God Exceeds His Promises: Blessing Exceeds Penalty

 •  2 min. read  •  grade level: 9
From this we see two things-that a penalty once incurred is never revoked or annulled, and that the Lord has a method of bringing in something in the place of the forfeited blessing.
The inquiry then arises-what is the quality of this substituted good thing?
The general knowledge which we have of God might answer, that it is something far better than what has been lost or forfeited; for He is infinitely love and infinitely power. And the history of redemption might be pleaded as affirming this-because the glory bye-and-bye will be better than Eden at the beginning.
But beside these two witnesses, we get a voice from Moses on Pisgah, which utters, if I listen to it right, the same great truth.

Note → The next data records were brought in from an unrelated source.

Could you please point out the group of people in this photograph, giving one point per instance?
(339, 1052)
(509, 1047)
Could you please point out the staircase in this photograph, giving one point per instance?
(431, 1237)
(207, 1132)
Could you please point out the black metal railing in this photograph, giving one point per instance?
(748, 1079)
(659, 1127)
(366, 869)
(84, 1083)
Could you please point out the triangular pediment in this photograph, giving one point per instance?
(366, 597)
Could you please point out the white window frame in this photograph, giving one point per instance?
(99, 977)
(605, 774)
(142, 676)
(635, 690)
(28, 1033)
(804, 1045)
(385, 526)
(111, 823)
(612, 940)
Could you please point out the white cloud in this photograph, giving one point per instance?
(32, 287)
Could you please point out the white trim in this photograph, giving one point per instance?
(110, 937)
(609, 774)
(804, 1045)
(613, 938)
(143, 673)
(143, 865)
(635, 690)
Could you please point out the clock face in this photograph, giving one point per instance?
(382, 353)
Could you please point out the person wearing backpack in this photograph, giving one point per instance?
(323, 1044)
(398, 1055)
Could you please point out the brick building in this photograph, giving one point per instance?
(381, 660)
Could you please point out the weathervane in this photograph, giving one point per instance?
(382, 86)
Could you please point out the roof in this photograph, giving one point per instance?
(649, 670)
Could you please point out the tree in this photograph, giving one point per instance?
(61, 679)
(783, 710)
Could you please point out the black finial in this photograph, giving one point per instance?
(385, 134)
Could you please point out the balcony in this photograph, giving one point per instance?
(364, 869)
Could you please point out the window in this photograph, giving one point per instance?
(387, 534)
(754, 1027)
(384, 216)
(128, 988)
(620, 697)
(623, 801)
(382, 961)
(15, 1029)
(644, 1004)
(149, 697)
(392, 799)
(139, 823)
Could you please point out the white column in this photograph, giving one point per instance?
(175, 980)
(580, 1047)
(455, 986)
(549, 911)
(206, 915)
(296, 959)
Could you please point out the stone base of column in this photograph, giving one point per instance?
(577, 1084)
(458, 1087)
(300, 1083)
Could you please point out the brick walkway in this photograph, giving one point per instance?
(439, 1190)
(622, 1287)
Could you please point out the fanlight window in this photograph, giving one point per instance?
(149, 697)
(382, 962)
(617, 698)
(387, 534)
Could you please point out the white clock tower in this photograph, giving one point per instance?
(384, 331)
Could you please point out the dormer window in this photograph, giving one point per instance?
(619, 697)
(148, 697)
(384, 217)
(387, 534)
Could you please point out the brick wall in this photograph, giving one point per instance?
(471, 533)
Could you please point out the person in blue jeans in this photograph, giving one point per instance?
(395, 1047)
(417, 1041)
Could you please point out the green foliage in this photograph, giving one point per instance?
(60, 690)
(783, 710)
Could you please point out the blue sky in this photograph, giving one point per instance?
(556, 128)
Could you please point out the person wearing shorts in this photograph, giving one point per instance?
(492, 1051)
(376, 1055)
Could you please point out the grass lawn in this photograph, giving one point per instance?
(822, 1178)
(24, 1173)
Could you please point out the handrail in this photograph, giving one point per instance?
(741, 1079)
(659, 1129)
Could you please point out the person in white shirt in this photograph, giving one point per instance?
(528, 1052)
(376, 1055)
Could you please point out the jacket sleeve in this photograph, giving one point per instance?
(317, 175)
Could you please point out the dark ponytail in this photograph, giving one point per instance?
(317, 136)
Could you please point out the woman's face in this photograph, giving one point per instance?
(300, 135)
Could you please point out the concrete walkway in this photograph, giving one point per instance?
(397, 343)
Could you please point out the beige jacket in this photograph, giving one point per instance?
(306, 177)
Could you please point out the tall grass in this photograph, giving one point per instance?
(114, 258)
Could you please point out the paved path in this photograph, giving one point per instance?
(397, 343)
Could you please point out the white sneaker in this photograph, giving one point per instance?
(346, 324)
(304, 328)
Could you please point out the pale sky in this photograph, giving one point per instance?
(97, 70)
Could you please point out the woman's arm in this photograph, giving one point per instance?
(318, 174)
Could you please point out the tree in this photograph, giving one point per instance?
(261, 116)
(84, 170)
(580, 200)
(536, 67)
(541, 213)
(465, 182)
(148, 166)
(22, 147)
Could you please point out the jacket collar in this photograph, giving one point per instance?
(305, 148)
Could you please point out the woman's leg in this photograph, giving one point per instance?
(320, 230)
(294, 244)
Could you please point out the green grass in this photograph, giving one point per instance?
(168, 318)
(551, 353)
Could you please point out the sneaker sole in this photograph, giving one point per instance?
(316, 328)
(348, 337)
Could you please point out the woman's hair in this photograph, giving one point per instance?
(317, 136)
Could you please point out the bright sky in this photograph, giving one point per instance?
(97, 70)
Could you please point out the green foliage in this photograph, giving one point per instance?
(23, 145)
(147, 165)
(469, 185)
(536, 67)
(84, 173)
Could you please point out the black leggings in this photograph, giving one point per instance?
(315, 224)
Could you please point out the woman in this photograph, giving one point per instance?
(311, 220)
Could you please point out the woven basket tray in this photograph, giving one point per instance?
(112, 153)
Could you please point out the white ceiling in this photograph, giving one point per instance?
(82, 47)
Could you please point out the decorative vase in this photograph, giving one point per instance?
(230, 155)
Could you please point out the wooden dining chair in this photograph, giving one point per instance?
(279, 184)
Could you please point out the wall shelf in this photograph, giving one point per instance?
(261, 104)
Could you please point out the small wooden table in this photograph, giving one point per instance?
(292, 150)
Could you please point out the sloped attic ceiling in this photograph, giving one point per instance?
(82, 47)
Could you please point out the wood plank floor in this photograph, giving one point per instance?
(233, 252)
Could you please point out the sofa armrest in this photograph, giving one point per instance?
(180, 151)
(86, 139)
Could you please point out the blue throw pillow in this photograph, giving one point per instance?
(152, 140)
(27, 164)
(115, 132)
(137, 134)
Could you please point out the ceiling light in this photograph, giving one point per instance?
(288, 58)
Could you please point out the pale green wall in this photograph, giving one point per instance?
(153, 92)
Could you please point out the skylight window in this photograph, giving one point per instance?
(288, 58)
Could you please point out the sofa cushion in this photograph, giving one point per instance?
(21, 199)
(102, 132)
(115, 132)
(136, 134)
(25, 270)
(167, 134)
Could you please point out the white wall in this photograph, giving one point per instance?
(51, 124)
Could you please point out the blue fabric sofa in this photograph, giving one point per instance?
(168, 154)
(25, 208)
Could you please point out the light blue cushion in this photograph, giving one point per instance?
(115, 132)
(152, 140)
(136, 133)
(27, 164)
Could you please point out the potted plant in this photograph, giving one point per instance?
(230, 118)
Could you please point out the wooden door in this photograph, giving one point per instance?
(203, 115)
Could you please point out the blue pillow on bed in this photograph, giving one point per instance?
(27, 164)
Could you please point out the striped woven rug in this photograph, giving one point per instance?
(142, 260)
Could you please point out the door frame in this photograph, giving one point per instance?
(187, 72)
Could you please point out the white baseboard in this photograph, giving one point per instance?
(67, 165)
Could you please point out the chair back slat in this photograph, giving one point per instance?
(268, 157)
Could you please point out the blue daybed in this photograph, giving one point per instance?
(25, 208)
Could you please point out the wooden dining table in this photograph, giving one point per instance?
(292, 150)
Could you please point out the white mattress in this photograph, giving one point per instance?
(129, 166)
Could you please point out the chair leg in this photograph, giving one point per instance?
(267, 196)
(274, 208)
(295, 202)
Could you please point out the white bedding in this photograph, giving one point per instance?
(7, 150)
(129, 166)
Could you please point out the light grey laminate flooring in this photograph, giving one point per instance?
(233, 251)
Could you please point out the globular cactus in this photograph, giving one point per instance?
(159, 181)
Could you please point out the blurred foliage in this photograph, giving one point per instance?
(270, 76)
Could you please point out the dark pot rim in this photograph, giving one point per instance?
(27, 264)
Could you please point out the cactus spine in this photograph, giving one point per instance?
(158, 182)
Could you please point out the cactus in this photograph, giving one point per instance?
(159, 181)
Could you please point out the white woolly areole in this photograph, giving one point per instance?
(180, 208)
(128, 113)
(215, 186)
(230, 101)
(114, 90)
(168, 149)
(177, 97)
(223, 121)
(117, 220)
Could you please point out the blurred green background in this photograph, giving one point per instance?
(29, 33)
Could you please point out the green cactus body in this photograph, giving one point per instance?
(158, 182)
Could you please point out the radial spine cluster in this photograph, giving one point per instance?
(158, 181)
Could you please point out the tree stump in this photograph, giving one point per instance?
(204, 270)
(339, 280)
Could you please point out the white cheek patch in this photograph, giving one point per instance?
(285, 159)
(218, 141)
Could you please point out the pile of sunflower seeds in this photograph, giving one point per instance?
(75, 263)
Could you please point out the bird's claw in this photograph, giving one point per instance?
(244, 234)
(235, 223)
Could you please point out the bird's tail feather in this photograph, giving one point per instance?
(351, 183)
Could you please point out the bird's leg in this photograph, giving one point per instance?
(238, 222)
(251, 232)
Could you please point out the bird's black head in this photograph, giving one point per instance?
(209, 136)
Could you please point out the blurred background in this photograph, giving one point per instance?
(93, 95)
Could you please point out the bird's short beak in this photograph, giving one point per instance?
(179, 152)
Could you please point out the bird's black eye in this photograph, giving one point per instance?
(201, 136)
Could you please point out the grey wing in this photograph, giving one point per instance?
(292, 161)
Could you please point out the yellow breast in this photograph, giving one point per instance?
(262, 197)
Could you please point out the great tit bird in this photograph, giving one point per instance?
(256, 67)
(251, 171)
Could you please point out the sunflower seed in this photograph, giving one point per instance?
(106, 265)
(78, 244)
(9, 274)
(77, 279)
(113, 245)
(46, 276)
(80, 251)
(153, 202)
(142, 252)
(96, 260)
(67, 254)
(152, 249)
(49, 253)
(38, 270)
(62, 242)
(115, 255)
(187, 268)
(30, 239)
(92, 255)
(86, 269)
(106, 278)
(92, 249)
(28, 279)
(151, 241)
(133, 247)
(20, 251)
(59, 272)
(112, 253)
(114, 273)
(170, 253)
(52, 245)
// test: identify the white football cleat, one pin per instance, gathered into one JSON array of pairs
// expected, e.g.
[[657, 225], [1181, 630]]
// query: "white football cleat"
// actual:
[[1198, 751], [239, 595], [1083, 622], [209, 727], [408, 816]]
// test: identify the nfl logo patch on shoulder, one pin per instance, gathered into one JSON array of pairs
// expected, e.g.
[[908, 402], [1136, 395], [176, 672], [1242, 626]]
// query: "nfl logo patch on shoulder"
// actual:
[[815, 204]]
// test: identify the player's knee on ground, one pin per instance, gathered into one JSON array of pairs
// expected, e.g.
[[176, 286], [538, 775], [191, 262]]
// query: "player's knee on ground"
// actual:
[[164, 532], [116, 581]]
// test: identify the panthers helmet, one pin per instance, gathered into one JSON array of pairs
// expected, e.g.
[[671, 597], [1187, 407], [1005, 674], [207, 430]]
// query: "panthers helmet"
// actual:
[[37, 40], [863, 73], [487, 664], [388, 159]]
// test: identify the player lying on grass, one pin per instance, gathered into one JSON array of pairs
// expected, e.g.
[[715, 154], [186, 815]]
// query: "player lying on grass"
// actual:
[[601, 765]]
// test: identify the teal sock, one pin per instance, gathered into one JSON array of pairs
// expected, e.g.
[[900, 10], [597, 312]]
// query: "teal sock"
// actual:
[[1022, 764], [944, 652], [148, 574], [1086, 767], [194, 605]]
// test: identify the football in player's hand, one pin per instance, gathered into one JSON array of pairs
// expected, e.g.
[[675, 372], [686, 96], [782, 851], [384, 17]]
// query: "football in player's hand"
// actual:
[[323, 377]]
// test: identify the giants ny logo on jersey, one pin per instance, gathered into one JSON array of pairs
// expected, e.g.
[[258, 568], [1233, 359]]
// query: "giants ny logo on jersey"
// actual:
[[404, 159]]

Moses made the ascent from the plains of Moab up to the highest eminency of which the Lord had spoken to him. But now, a good and a glorious thing appears, of which there had been no notice whatever in the Lord’s previous words to him. The Lord Himself, and no less, not even Gabriel, the messenger on so many happy occasions, comes to bear him company, and to be his guide through the mystic scene, which now lies beneath him. It is an hour of more than human delight. It is divine joy which Moses now tastes, joy in which the Lord Himself shares. With His own finger, as it were, the Lord points out to His servant, all the promised land on either side of the river. He traces it from eastern Gilead across the Jordan to Dan, and from Naphtali in the north, through Ephraim and Manasseh, down to Judah-then westward to the furthest sea, and to the south from Judah to Zoar. And his guide is his interpreter. The Lord tells him the divine history of the land that it is the land of covenant and of promise, the land of the chosen of God. This was exceeding the promise. The half of this has not been told him, for he not only sees the land, but has it all shown to him and described to him by the Lord Himself. It became “a holy hill” to him, a mount of transfiguration. Pisgah was more to Moses, than Tabor was to Peter, James, and John. They, on Tabor, were below the Lord’s place, surveying, as above them, those upper regions of glory into which he entered-he, on Pisgah, was on an equal elevation with the Lord, surveying, as beneath him, those lower regions of blessing, at which, with equal eye he and his companion-Lord were gazing.